I hope I haven't caused any of you Waltherites to go blind with my title. My question is simply how does the more expensive Walther PPK stack up to a Bersa or Firestorm .380?

Reliability? Fit & Finish? What makes it a better gun? 

I've read on this forum that most folks are putting locktite on the grip screws of their Bersas. Is that needed on a PPK? 

I've also read on this forum about one person needing to shoot 900 rounds through his PPK before he felt it was reliable, and others saying their Bersas were reliable after 200 rounds.

What can y'all tell me to move me (actually my wife) to spend extra money to get the Walther?

Thanks.

WM


----------



## Shipwreck (Jan 26, 2006)

I am a Walther fanatic - but mainly on the P99. I don't know what it is, but the PPK just never has grabbed my attention...
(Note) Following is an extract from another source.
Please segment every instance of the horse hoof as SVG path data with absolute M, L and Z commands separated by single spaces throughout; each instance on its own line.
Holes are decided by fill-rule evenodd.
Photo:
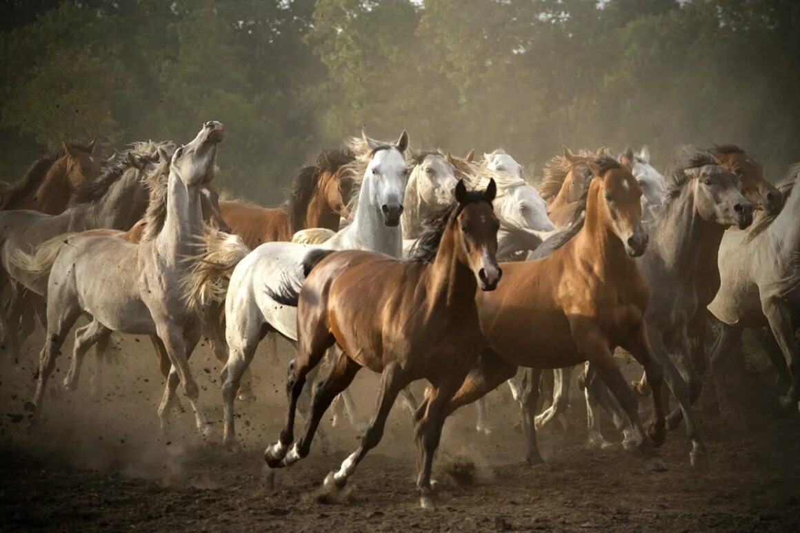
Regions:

I'd buy a Bersa, if it were me... 

Now, the Walther 22 rifle caught my attention today. May have to get one soon


----------



## big dutchman (Jan 9, 2007)

my first handgun was a bersa thunder 380. i had very few problems with it during the three years and 7500 rounds i had it. other than the few FTF issues within the first 100 rounds of it's life, the only other issue i had was a broken saftey lever (completely my fault, i accidently launched it across my shop with a cement floor - unloaded of course). a new part was easy to get from the importer, and parst for it are cheap. while i had it, i put all kinds of different rounds through it, including +P+. although it could spit out anything, i was most accurate with the winchester 'winclean' rounds. in my opinion, go for the bersa. p.s. i also had to lockite the grip screws - not a big deal in my eyes.


----------



## MLB (Oct 4, 2006)

I have the ppk/s and love it. That being said, I think the Bersa is the better value from a practical standpoint. The Bersa is just as reliable (if not more) than the Walther and for hundreds less. I just like the Walther better.


----------



## 10mm Sonny (Jan 5, 2007)

I had a PPK/s before, and it's the only gun that I've sold that I later regreted selling.
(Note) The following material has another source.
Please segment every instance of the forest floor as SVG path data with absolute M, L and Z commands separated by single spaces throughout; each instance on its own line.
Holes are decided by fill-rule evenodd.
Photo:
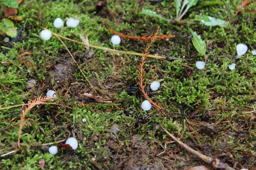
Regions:
M 24 108 L 0 110 L 0 155 L 4 155 L 0 169 L 182 170 L 207 165 L 171 142 L 159 125 L 235 169 L 255 168 L 255 157 L 241 151 L 256 155 L 256 59 L 252 53 L 256 48 L 256 6 L 250 3 L 235 15 L 242 0 L 213 1 L 215 4 L 207 5 L 204 1 L 199 0 L 183 17 L 186 20 L 179 22 L 142 12 L 149 9 L 174 19 L 174 1 L 23 0 L 17 8 L 22 20 L 14 21 L 17 30 L 22 29 L 18 41 L 11 49 L 0 42 L 1 52 L 8 50 L 0 53 L 0 108 L 27 103 L 50 90 L 56 91 L 53 103 L 63 105 L 41 104 L 29 112 L 21 148 L 17 142 Z M 229 24 L 208 26 L 187 21 L 206 15 Z M 77 27 L 54 27 L 56 18 L 65 23 L 71 17 L 80 20 Z M 166 59 L 148 57 L 144 65 L 145 89 L 166 110 L 141 109 L 146 99 L 138 84 L 140 56 L 87 48 L 62 39 L 98 96 L 57 37 L 44 41 L 40 37 L 41 26 L 78 41 L 87 37 L 90 45 L 112 49 L 113 34 L 107 24 L 131 36 L 154 34 L 158 25 L 159 34 L 175 35 L 156 40 L 151 48 L 150 54 Z M 206 42 L 205 55 L 194 46 L 190 28 Z M 0 35 L 0 40 L 5 37 Z M 121 38 L 116 50 L 145 51 L 147 42 Z M 248 50 L 236 59 L 239 44 Z M 206 61 L 204 69 L 196 68 L 198 61 Z M 233 63 L 235 68 L 230 70 Z M 150 90 L 154 81 L 161 84 L 156 91 Z M 62 148 L 53 155 L 48 151 L 51 145 L 42 145 L 62 140 L 58 144 L 64 144 L 70 137 L 78 142 L 75 150 Z M 42 159 L 44 167 L 39 164 Z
I didn't enjoy shooting it. With the first 50 rounds, it was ok. Any more than that, it was a thumb buster.

One day I'll get a Bersa. Although it's just not as cool looking as the Walther, for about half the price, I won't mind.


----------



## cdsdss (Jan 10, 2007)

I think the PPK's are overpriced. It amazes me that used Interarms PPKs are being sold for $400.00. The gun simply isn't that good. I've owned two PPKs, both S&W licensed. The first was a jammatic that couldn't be taken down or reassembled without a lot of patience, time, and injury. I sold it and didn't look back. Later, I learned that this isn't uncommon with new PPKs.

Recently, I found one NIB for $375, and at the price it seemed criminal not to buy it. This one has been much better than the last. After 200 rounds it's found its zero, and takedown is a breeze.

Bottom line: as much as I like Walther and as iconic as the PPK is, with the quality hit-and-miss, it just doesn't warrant the prices they've been commanding. If you can pick one up for under $400. Go for it. If not...I wouldn't.


----------



## Waffen (Feb 8, 2006)

Have held a Bersa but not shot one so I can't speak to it's functionality. Nice gun in the hand and good price.. However, my PPK/S, yes more expensive has never failed to go bang, fits my hand very well and I like the looks..

I'd say either would be a good choice.

W


----------



## Snowman (Jan 2, 2007)

*well...*

I've had my ppk/s in .380 for about 2 months now and it's been great. Of the ammo I've put through it from wwb to hollow points I've had no problems. The ppk really is a fantastic weapon.

That said, I bought my ppk because I was looking for one specifically. It's likely that if I were just looking for a small .380 I would have gone with the Bersa. They fit well in my hand, and about everyone who has one swears it's as reliable as they come. If nothing about the Walther romances you, then I suggest just going with the Bersa for the money. :smt023


----------